Lately I’ve been obsessed with de-cluttering AND blank journals.  Especially leather ones, which can be amazingly expensive.  I horde blank journals because I can never figure out what’s important enough to write in them but then I realized I could get rid of a bag of random leather scraps by making journals.  Win-win, if I actually use some and get rid of some in the etsy shop or as gifts.  Most of what I am making is teeny and oddly shaped but of course this tutorial will help get you started no matter what size and shape you want to make.  If you want weird ones, get your 40% off Michael’s coupon and buy a $6.99 bag of leather scraps!

  
Some of my journals are two leather pieces stitched together with pages in the middle like a sandwich. Others are one piece of folded leather and  inserts of folded pages.  The basic stuff I used is above and I happened to have most of it because I’m crafty.  Besides leather I have some cording/ribbon if I want to tie the journals closed, several types of string for binding, embroidery needles $1.29 at Wal-Mart), exacto and scissors, pliers (in case you need help pulling the needle through the pages), and two awls.  You really only need one awl but I just happened to have two around.  And paper of course!  You can use anything and some of my books are using 100lb drawing paper from pads I haven’t touched in years.  The heavier the paper, the more of a challenge it will be to get the awl through.  
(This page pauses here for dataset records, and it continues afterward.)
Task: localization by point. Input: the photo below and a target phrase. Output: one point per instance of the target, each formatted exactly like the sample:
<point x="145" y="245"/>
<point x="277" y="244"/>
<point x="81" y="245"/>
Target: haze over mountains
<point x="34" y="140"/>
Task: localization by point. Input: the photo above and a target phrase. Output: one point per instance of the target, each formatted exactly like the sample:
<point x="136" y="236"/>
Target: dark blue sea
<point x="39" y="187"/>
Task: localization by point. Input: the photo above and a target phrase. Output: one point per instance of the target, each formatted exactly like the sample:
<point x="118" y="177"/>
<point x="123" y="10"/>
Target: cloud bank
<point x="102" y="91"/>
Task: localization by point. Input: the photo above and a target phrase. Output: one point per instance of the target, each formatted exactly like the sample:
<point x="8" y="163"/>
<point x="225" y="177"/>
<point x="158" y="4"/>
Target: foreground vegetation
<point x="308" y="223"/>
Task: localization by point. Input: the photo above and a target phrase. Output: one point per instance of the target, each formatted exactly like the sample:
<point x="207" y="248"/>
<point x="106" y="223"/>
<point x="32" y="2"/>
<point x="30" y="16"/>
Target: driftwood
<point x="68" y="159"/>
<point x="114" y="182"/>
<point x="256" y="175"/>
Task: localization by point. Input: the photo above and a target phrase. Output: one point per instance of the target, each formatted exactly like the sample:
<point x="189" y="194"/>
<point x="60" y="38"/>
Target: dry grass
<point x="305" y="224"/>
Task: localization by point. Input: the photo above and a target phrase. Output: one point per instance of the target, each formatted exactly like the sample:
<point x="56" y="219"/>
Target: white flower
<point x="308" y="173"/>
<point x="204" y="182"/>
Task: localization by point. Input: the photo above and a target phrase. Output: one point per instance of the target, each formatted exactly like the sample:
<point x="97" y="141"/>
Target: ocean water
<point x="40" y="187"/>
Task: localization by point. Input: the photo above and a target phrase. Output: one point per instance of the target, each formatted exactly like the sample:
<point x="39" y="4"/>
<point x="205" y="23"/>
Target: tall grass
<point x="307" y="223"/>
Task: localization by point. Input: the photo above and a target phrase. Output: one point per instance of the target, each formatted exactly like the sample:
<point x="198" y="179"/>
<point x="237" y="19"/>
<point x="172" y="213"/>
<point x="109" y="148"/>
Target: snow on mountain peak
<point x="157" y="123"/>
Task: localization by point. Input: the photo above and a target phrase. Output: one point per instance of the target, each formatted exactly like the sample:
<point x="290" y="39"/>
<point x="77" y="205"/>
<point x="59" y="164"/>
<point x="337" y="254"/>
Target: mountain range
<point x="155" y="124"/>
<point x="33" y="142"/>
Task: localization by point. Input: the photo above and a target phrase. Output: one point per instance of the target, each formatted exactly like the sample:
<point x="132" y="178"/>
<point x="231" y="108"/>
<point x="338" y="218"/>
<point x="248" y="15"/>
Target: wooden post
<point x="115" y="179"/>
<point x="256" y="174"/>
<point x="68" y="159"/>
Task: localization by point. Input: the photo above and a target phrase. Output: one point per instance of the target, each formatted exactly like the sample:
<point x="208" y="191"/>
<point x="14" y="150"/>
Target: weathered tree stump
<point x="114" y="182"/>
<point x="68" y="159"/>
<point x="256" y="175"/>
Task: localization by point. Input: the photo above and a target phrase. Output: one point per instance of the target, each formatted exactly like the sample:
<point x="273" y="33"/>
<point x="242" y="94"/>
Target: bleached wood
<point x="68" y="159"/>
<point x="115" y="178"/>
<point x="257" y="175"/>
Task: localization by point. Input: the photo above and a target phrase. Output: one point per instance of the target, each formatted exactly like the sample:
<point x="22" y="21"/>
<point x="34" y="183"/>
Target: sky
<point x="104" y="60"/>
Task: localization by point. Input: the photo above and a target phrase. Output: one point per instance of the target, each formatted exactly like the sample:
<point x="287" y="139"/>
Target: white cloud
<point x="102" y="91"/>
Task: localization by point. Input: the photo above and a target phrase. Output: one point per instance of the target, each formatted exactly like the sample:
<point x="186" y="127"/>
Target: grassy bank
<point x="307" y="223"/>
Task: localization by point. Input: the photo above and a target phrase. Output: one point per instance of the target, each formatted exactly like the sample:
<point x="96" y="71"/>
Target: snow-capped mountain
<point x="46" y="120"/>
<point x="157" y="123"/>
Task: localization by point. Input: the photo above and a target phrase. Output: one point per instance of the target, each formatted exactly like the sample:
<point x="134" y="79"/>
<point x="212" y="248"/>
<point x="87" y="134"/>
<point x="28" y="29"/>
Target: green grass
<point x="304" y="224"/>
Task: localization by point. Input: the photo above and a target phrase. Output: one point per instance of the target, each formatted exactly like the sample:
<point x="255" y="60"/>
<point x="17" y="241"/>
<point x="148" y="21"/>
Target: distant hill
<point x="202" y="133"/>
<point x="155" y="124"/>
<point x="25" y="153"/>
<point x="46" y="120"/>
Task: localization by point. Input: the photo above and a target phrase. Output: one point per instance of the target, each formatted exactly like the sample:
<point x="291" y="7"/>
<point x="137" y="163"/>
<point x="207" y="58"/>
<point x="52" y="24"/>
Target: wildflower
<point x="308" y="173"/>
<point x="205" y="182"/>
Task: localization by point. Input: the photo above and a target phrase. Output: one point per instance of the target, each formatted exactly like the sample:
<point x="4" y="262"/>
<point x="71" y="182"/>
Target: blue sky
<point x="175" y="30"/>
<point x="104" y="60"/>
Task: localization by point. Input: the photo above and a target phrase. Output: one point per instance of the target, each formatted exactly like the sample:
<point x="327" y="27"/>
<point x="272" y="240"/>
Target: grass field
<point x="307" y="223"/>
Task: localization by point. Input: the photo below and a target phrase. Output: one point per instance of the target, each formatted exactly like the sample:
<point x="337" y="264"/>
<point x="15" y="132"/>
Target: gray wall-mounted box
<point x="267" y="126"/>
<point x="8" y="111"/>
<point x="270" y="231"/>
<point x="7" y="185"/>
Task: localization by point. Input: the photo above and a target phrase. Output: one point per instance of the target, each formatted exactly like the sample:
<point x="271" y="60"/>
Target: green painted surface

For the teeny gray guy below, I cut some scrap copy paper into pages slightly smaller than the leather covers.  

  
This is a small enough book that I worked the sharper awl through everything at once but you can also work in stages.  Just use one page with holes on all sections as a template.  The number of holes and stitching patterns are up to you and I’ve seen some pretty fancy patterns that confuse the hell out of me.  Just do what you like and what works.  For this type of book without folded pages, the knot will be on the outside.  

For the slightly larger green journal I am using a single piece of leather that I will fold over.  I’m using 100lb paper and will fold those as well.

  
I poked the smaller awl through everything but using the larger one would have made stitching much easier. I used waxed cotton cord which is thicker than my other options so using pliers to pull the needle straight though was a huge help.  For stitching folded pages the knot can be on the inside.  With this folded type of book, I like to add a tie to it to help hold it shut.

  
Just cut two small slits in the back and weave a tie of some sort – in this case faux suede cord. Ta-da, you can even remove and add new pages when it gets used up. Now force yourself to write in them!